There is a lack of data on the performance of FBS and IS in different populations, such as children, elderly, immunocompromised, or patients with extrapulmonary TB [24]. Therefore, more studies are needed to evaluate the role of FBS and IS in TB diagnosis in various settings and scenarios [25]. Literature evidence suggests that bronchoalveolar lavage (BAL) is more sensitive compared to sputum induction (SI) for the diagnosis of pulmonary tuberculosis (PTB), especially in patients lacking sputum and HIV/AIDS patients with lower bacterial loads and miliary form of lung disease [26] A recent meta-analysis showed that IS and FBS had a similar diagnostic yield in sputum smear-negative pulmonary tuberculosis, but it included a very limited number of studies [27]. In our study IS had a sensitivity of 38,46% (IC 95%, 20.2%, 59.4%), while BAL had a sensitivity of 84,62% with a positive predictive value of 100% (IC 95%, 84.6%-100. (Table 4). One possible explanation for the different sensitivities of IS and FBS in our study is that they were applied to different types of TB lesions. This hypothesis is supported by previous studies that found a correlation between radiological findings and diagnostic yield of IS or FBS [28]. Therefore, the choice of the best diagnostic method may depend on the location and extent of the pulmonary TB lesions, which may vary according to the immune status and risk factors of the patients.

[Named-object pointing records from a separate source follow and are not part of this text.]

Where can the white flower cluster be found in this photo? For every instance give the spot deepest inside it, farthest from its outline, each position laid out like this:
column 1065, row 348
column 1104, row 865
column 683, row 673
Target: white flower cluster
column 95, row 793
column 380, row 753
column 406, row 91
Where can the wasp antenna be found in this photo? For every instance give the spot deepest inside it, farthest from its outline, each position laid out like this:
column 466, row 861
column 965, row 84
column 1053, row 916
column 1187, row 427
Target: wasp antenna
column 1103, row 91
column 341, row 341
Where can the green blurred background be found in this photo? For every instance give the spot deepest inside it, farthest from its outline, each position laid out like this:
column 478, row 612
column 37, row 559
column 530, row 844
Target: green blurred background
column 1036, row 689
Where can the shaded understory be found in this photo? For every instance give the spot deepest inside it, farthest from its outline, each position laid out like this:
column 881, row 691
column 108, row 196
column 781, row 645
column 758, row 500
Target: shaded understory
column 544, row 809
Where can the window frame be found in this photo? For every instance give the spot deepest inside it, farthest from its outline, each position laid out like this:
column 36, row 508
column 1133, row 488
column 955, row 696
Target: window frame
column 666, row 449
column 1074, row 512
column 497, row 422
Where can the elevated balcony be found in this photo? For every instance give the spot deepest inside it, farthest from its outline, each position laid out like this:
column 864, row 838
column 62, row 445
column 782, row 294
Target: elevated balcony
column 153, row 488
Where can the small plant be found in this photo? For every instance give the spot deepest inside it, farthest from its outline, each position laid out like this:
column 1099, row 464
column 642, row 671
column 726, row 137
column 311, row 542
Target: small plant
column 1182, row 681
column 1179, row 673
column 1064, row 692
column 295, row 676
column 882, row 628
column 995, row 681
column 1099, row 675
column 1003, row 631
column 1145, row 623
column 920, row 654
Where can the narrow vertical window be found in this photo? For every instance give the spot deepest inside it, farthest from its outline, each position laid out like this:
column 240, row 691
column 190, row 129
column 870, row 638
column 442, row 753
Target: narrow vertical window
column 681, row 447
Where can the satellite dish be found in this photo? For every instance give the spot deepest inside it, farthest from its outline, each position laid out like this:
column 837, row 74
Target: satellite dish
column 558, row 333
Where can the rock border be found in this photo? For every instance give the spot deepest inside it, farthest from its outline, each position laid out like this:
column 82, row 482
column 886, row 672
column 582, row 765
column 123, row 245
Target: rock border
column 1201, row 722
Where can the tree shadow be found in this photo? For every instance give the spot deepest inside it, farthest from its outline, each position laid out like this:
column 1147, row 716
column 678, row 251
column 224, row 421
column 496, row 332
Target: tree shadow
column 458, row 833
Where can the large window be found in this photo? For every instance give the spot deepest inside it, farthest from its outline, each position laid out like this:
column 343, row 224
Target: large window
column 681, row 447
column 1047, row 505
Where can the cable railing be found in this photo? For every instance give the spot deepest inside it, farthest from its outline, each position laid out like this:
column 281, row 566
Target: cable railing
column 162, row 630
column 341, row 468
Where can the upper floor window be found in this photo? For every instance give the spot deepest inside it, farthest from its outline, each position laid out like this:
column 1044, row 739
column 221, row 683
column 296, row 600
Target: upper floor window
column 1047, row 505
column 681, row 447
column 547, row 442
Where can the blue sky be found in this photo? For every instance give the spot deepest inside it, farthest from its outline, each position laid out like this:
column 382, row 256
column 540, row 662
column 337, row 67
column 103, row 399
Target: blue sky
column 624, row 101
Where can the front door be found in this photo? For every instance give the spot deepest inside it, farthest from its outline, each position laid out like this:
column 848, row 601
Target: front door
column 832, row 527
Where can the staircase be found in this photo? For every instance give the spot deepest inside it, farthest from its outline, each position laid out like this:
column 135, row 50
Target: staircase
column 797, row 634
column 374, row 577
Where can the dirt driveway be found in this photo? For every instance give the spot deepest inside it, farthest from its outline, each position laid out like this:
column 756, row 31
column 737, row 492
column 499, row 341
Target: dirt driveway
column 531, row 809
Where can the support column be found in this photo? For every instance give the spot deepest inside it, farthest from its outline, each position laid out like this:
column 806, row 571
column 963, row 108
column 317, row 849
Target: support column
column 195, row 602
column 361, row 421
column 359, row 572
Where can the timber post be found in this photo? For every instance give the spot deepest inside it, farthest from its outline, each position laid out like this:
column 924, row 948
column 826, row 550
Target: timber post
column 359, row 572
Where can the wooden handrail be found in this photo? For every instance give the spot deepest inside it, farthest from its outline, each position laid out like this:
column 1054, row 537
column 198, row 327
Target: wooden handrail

TB poses a significant health challenge worldwide, with high-burden countries often receiving the most attention [29]. Deciding which patients with S-PTB and negative sputum samples should undergo bronchoscopy is of high importance [30]
While both IS and BAL are effective in diagnosing TB, their use depends on the clinical context and available resources. [31] IS is non-invasive, more cost-effective and suitable for outpatient settings, making it an ideal first-line diagnostic tool in many cases. The invasiveness and higher cost of BAL, however, limit its use to more severe cases or when other diagnostic methods are inconclusive [32].
The most important limitation of our study is the retrospective design that certainly caused a selecting bias regarding evaluation of IS diagnostic yield.
Second limit regards the small sample size. Third, even though patients were studied because of TB suspect, sometimes FBS was performed to rule out alternative diagnosis as neoplasm.